But there’s a problem. AI companies have pillaged the internet for training data, and many websites and data set owners have started restricting the ability to scrape their websites. We’ve also seen a backlash against the AI sector’s practice of indiscriminately scraping online data, in the form of users opting out of making their data available for training and lawsuits from artists, writers, and the New York Times, claiming that AI companies have taken their intellectual property without consent or compensation.
Last week three major record labels—Sony Music, Warner Music Group, and Universal Music Group—announced they were suing the AI music companies Suno and Udio over alleged copyright infringement. The music labels claim the companies made use of copyrighted music in their training data “at an almost unimaginable scale,” allowing the AI models to generate songs that “imitate the qualities of genuine human sound recordings.” My colleague James O’Donnell dissects the lawsuits in his story and points out that these lawsuits could determine the future of AI music. Read it here.
But this moment also sets an interesting precedent for all of generative AI development. Thanks to the scarcity of high-quality data and the immense pressure and demand to build even bigger and better models, we’re in a rare moment where data owners actually have some leverage. The music industry’s lawsuit sends the loudest message yet: High-quality training data is not free.
It will likely take a few years at least before we have legal clarity around copyright law, fair use, and AI training data. But the cases are already ushering in changes. OpenAI has been striking deals with news publishers such as Politico, the Atlantic, Time, the Financial Times, and others, and exchanging publishers’ news archives for money and citations. And YouTube announced in late June that it will offer licensing deals to top record labels in exchange for music for training.

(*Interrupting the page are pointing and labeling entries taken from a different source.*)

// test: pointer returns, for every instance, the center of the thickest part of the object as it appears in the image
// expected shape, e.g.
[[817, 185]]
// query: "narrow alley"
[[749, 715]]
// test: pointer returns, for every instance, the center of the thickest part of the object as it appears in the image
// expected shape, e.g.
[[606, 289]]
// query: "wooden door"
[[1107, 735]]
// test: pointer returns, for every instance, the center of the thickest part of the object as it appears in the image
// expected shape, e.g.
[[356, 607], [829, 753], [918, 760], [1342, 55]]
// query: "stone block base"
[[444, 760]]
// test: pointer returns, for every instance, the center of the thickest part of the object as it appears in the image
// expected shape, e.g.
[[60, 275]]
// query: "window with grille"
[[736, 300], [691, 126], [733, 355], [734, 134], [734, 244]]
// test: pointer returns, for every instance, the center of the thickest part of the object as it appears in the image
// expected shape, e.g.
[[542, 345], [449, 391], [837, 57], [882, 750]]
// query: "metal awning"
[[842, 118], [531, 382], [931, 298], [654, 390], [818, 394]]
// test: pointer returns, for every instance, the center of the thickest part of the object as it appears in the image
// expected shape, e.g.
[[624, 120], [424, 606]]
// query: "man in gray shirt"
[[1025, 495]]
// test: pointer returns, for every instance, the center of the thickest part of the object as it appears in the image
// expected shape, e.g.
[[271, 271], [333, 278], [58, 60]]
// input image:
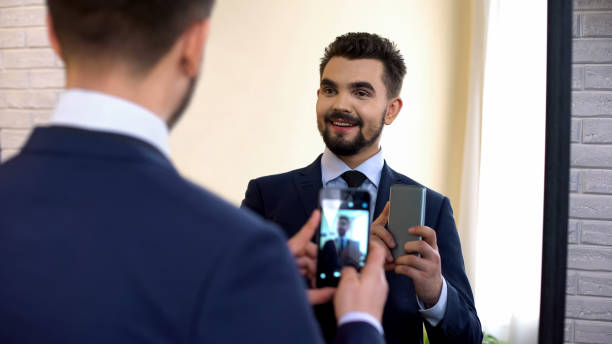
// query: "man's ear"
[[53, 37], [195, 38], [393, 110]]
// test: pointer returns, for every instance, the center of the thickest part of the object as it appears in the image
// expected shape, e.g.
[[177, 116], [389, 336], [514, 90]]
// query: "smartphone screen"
[[343, 236], [407, 210]]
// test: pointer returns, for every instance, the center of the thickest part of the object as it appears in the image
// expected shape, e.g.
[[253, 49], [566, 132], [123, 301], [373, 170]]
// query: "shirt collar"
[[97, 111], [332, 167]]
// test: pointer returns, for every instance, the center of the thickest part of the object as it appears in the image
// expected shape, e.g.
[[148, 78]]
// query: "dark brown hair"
[[138, 31], [363, 45]]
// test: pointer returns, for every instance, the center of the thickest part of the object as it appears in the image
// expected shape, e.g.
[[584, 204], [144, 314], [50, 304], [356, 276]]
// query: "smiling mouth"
[[343, 123]]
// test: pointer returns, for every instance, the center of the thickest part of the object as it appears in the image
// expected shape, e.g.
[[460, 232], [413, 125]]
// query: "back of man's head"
[[136, 32]]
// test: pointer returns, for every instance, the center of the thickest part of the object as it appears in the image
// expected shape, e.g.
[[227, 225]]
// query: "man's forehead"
[[342, 70]]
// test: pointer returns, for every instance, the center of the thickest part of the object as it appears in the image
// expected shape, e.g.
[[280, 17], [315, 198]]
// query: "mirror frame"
[[556, 172]]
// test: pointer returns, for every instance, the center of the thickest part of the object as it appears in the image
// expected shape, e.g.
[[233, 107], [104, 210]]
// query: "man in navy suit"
[[102, 241], [360, 80]]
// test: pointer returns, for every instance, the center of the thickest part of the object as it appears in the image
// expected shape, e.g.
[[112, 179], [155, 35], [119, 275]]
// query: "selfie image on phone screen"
[[344, 233]]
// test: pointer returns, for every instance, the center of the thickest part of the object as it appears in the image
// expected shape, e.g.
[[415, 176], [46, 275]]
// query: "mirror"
[[472, 126]]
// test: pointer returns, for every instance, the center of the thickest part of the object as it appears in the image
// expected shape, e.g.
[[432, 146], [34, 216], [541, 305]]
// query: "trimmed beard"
[[339, 145]]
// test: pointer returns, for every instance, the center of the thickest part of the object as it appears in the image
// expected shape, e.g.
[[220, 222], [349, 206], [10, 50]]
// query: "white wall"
[[253, 113]]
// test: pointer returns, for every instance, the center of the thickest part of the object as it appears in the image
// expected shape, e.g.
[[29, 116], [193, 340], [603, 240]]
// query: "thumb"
[[375, 261], [319, 296], [383, 218]]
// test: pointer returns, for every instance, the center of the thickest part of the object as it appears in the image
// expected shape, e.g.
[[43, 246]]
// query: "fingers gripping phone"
[[344, 233], [407, 210]]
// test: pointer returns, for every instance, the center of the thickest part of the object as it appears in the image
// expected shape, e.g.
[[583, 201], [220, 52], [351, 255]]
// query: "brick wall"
[[589, 276], [31, 76]]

These changes are a mixed bag. On one hand, I’m concerned that news publishers are making a Faustian bargain with AI. For example, most of the media houses that have made deals with OpenAI say the deal stipulates that OpenAI cite its sources. But language models are fundamentally incapable of being factual and are best at making things up. Reports have shown that ChatGPT and the AI-powered search engine Perplexity frequently hallucinate citations, which makes it hard for OpenAI to honor its promises.
It’s tricky for AI companies too. This shift could lead to them build smaller, more efficient models, which are far less polluting. Or they may fork out a fortune to access data at the scale they need to build the next big one. Only the companies most flush with cash, and/or with large existing data sets of their own (such as Meta, with its two decades of social media data), can afford to do that. So the latest developments risk concentrating power even further into the hands of the biggest players.
On the other hand, the idea of introducing consent into this process is a good one—not just for rights holders, who can benefit from the AI boom, but for all of us. We should all have the agency to decide how our data is used, and a fairer data economy would mean we could all benefit.